Image of flag copied from the original located here:, source: I've seen that the "indoor" flag (as seen here, third from left to right: features a darker shade of blue and this "outdoor" color version is perhaps simply just a manufacturer variant.
Esteban Rivera, 18 September 2022

1917 flag

[Flag of Dayton, Ohio] image by BlinxCat, 31 May 2022

"The need for a Dayton flag “for local uses and to inspire civic patriotism” was identified by the directors of the Greater Dayton Association in 1915, including Houston Lowe, C. H. Kumler, Annie Campell, W. B. Werthner, and J. M. Guild, who created the process and recommended a design to the City Commission.

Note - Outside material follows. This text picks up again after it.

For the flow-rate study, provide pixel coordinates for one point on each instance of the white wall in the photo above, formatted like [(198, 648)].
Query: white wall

A cash prize was offered for the best design and was awarded to Harvey King of Dayton because “his sketch was dedicated to be the most artistic.” It was later found to be impracticable to produce, and the committee worked to make a design that “while artistic and emblematic of the city, would also be sufficiently simple for manufacturing and commercial purposes.”

Mabel Hyer (later Griep), an assistant art teacher at Steele High School was tasked in preparing the design that was later adopted (she won $25 for this). The design features a Wright Flyer in the middle and two orange stripes on either side. When Mrs. Griep went to go sketch the Wright Flyer when it was on display at the Delco electrical exposition in 1916, she said onlookers took her “for a German spy” while making her detailed sketch of the plane. She knew the Wright Brothers, and often played with their sister, Katherine, at the old bicycle shop where the Wrights conducted their experiments.

A Dayton Pennant was also designed. Both the flag and pennant include the colors deep orange to (according to Mabel) symbolize agricultural resources, white to symbolize civic righteousness, and navy blue to represent loyalty of the citizens. Both were eventually adopted by the City Commission on August 15, 1917."